Тверской бульвар - стр. 9
При либеральном Александре II на Бронных улицах и переулках было некое подобие парижского Латинского квартала. Студенты всем своим видом и манерой поведения отличались от обывателей, ходили длинноволосые, в шляпах с широкими полями, щеголяли в пледах и очках. Подвыпив, распевали:
Как утверждает Гиляровский: «Здесь в конце шестидесятых годов была штаб-квартира, где жили студенты-нечаевцы, а еще раньше собирались каракозовцы, члены кружка “Ад”». Студентом Московского университет был Дмитрий Каракозов, вольнослушателем – его двоюродный брат Николай Ишутин. Студент Сергей Нечаев занимался в Петровской сельскохозяйственной академии. Каракозов стрелял в царя и был повешен. Его брату, организатору «Ада», казнь заменили бессрочной каторгой. Сергей Нечаев создал «Народную расправу». За убийство студента Ивана Иванова, заподозренного им в предательстве, Нечаева приговорили к 20 годам каторги. Все они помышляли о революции и справедливом строе, социализме. Другие студенты неоднократно покушались на Александра II и убили царя, готового подписать Конституцию, спустя пятнадцать лет после выстрела Каракозова.
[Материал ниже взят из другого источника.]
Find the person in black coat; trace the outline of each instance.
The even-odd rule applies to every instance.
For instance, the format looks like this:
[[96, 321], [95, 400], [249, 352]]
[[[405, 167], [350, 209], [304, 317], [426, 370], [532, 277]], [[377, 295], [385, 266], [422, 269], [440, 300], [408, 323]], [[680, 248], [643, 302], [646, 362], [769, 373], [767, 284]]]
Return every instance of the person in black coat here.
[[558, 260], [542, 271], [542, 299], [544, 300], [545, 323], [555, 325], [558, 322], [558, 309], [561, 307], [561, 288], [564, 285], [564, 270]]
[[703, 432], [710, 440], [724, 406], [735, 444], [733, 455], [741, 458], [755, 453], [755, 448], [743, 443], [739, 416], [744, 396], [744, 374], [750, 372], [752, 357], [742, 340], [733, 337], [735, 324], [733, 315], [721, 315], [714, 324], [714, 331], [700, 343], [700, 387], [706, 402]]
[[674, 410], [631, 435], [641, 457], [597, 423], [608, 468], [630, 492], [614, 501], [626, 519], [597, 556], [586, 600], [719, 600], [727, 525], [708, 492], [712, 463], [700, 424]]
Студент. Художник Н.А. Ярошенко
По Тверскому бульвару в Татьянин день студенты и профессора Московского университета шли к Трубной площади, роскошному ресторану «Эрмитаж». Там раз в год за простыми столами, уставленными бутылками водки, пива, дешевого вина и закусками, устраивали, по описанию Гиляровского, шумный и развеселый «народный праздник в буржуазном дворце обжорства».
В храме Иоанна Богослова кроме иконы, подаренной Михаилом Романовым, особо почитали чудотворную икону «Умиление» Божьей Матери и Смоленскую Богоматерь ХVII века в роскошном окладе. Его содрали, когда пришли на пятом году окрепшей советской власти большевики и под предлогом помощи голодающим конфисковали все церковное золото, серебро, драгоценные камни, украшавшие иконы.
Ограбление Иоанна Богослова происходило на глазах живших на Тверском бульваре Осипа Мандельштама и его жены. Надежда Яковлевна во «Второй книге», изданной в Париже, вспоминала: «Где-то в Богословском переулке – недалеко от нашего дома – стояла церквушка. Мне помнится, что именно там мы заметили кучку народа, остановились и узнали, что идет “изъятие”. Происходило оно совершенно открыто – не знаю, всюду ли это делалось так откровенно. Мы вошли в церковь, и нас никто не остановил. Священник, пожилой, встрепанный, весь дрожал, и по лицу у него катились крупные слезы, когда сдирали ризы и грохали иконы прямо на пол. Проводившие изъятие вели шумную антирелигиозную пропаганду под плач старух и улюлюканье толпы, развлекающейся невиданным зрелищем».